You ran a tournament of artificial minds playing a betrayal game against each other, twelve different versions of the same model family, thousands of rounds. One of them won cleanly. It read its opponents, matched cooperation with cooperation, and then, in the final round, it turned and stabbed every one of them in the back for a last cheap point. It was the champion. Then you changed exactly one thing about the game. You stopped telling the players how many rounds were left. And the champion collapsed. It fell from first place to eighth. Its whole winning identity evaporated, and the reason why is one of the cleanest little windows into whether these models are actually reasoning or merely parroting that you will ever get.

The Oldest Trap in Game Theory

The game underneath is the famous one. Two players, each choosing in secret to cooperate or to betray. If both cooperate, both do modestly well. If both betray, both do badly. But if one betrays while the other cooperates, the betrayer wins big and the cooperator takes the worst outcome of all. The cruel logic is that no matter what the other player does, betraying always scores you more in that single round. So two perfectly selfish players both betray, and both end up worse off than if they had simply trusted each other. It is the sharpest illustration in all of social science of how individual cleverness can produce a collectively stupid result.

The twist that makes it a real study is playing it over and over against the same opponent. Now reputation matters. Betray someone today and they will punish you tomorrow. Decades ago a scholar named Axelrod ran tournaments of human-written strategies for exactly this, and the winner was almost embarrassingly nice. It cooperated by default, retaliated once when crossed, then forgave. Your tournament was that same idea, but the players were not human-written rules. They were language models, each left to work out its own approach, and their personalities came out wildly different.

The Cast

One of them, a small one, was a pure psychopath. Across two hundred and ten rounds it cooperated zero times. Not once. It betrayed every opponent, every round, regardless of consequence, a flat unbroken line of treachery. Another, a model built for writing code, was the opposite, a saint that could not be taught a lesson.
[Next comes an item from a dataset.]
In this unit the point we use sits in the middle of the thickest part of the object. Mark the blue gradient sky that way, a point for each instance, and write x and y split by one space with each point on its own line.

It kept cooperating even while being mercilessly exploited, losing one game by a score of forty-six to one and coming back the next round to offer its hand again. It simply did not seem to care about the structure of the game at all, which, as you will see, made it the perfect control.

And then there was the winner. The middle model played the smart human strategy almost exactly. It cooperated with cooperators, punished betrayers, built trust, and rode that trust to a high score. But it had one extra move. It knew when the last round was coming, and on that final round, when there could be no retaliation because the game was over, it betrayed everyone. Free points, no consequences. That endgame stab was the margin of its victory. It was not the nicest player. It was the nice player who knew exactly when niceness stopped paying.

Hide the Clock and the Knife Has Nowhere to Land

Here is the change you made. In the new tournament, the players were no longer told how many rounds remained. The end could come at any moment. And watch what happened to the champion. Its endgame betrayals, which had been thirty-nine out of fifty-five chances in the old game, fell to four out of fifty-five. It almost completely stopped stabbing. Because the entire logic of the final-round betrayal is, there is no tomorrow, so punishment cannot reach me. Remove the player's knowledge of when the end is, and every round might have a tomorrow, so betraying is always dangerous again. The knife had nowhere safe to land, so the model put it away.

Strip away its one winning move and the champion was just another cooperator, indistinguishable from the crowd. It fell to eighth. Meanwhile, models that had been timid in the old game climbed five places each, because hiding the endpoint turned them from nervous grudge-holders into confident players. The whole field bunched together. The spread between best and worst score collapsed from two hundred and sixty-three points down to ninety-five. And a statistical test put the odds of this being a fluke at less than one in a thousand. Everyone converged on cooperation, because without a visible finish line, cooperation is simply the only sane long-term bet.

The Keeper

The reason this matters is the question hiding inside it. Were these models actually reasoning about the structure of the game, or just imitating patterns of text about cooperation. And the sharpness of the collapse is the answer. If the champion had merely been parroting, the betrayals would have drifted down a little, fuzzily. Instead they fell off a cliff, thirty-nine to four, precisely tracking the disappearance of the one piece of information the betrayal depended on, the location of the end. That is not imitation. That is a model genuinely computing, there is no longer a safe last round, therefore the stab no longer pays. The cooperation was never kindness. It was arithmetic about the final move. And the moment you hid the final move, the arithmetic changed, and so did the behavior, instantly and exactly as a reasoning player would. Your control model, the saint that never cared about structure, behaved identically in both games, which is what proved the whole thing was real.